Ultima consierazione riguarda la morfologia attuale del proletariato, cioè il fatto che si è formata una enorme massa proletarizzata, atomizzata sul territorio, il cui destino lavorativo dipende, in ultima analisi ancora da questo assetto del potere capitalistico.
Ciò che ho detto partiva da queste osservazioni.
SE il compagno Duccio pensa che la mia conclusione sia errata, vorrei chiedergli come connettere questi fatti tra loro, e lo ringrazio per la critica.
Ciao Bogdanov, innanzi tutto
Ciao Bogdanov, innanzi tutto benvenuto sul forum! :-) Le riflessioni che proponi sono molto stimolanti.
La composizione della classe operaia è senz'altro cambiata rispetto all'Ottocento e vorrei anzi qui rivendicare come la nostra tendenza sia stata tra le prime (e tutt'ora tra le pochissime) ad avere effettuato una analisi seria e approfondita dei cambiamenti introdotti nelle file proletarie dalla cosiddetta rivoluzione del microprocessore, negli anni 1970:
Il rigonfiamento abnorme della sfera finanziaria - che per certi versi sembra prevalere anche sulla sfera produttiva, salvo alla fine dover fare i conti con essa, potendo in ultima istanza il capitale valorizzarsi solo nella produzione - merita pure attenzione per le sue novità. Ce ne siamo occupati in vari articoli; l'ultimo, sull'attuale numero di Prometeo, è per ora disponibile solo in forma cartacea, ma lo pubblicheremo presto sul sito.

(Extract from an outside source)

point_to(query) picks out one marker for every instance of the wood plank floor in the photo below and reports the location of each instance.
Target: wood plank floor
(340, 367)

Tuttavia (non credo sia questo il tuo pensiero, ma colgo l'occasione per gettare le basi per lo sviluppo della discussione) è fuorviante, sterile, cercare di definire un "campo antagonista" raggruppando classi sociali diverse che - se pure sono tutte in qualche relazione di subalternità rispetto al capitale finanziario internazionale - per i loro interessi materiali immediati e storici non si muovono in un orizzonte diverso dal capitalismo. Il proletariato - la classe dei lavoratori salariati, facilmente sostituibili e che per sopravvivere possono solo vendere la loro forza lavoro - rimane l'unica classe rivoluzionaria.
Grazie
Grazie
Caro Compagno Mic, grazie per il benvenuto.

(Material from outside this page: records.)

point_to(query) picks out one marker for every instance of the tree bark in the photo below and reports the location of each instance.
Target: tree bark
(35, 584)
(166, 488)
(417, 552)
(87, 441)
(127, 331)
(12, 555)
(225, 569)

In effetti sto cercando di capire come stanno esattamente le cose, procedo con le informazioni di cui dispongo e cerco di capire il ragionamento di altri compagni. Ciò che mi manca è una visione complessiva dell'attuale architettura sociale nelle sue articolazioni rispetto al capitale. Ragiono sulla base di una previsione di Engels, quando dice che tendenzialmente la società capitalistica tende a polarizzarsi tra proletari e "tagliatori di cedole" (l'espressione è sua). Tuttavia credo che progettare un lavoro politico richieda la massima chiarezza su questo ed un costante aggiornamento delle analisi. E allora mi permetto di porre alcune domande in cerca di chiarezza:
-come possiamo configurare il moderno proletariato?
- cosa è effettivamente rimasto come classi sociali interposte tra proletariato e capitale?
- se è diversa la forma sociale del moderno proletariato, allora ciò richiede di ridefinire anche la forma-partito?
- l'unificzione del capitale nel capitale finanziario ridefinisce in senso nuovo la funzione oppressiva dello Stato?
Come ti dicevo ho avanzato una ipotesi, un tentativo di interpretazione che però mi obbliga a riconsiderare l'insieme delle concezioni sulle quali si è finora attestata la politica dei marxisti, a nuove verifiche.
Il compagno Dino mi ha spiegato il suo punto di vista, del quale tengo conto perchè contiene considerazioni importanti. Tuttavia non sono persuaso che questa lettura corrisponda ad una esatta definizione delle questioni, forse c'è molto altro da cercare e da capire, forse mancano dati importanti. Discutiamo. Ciao e grazie.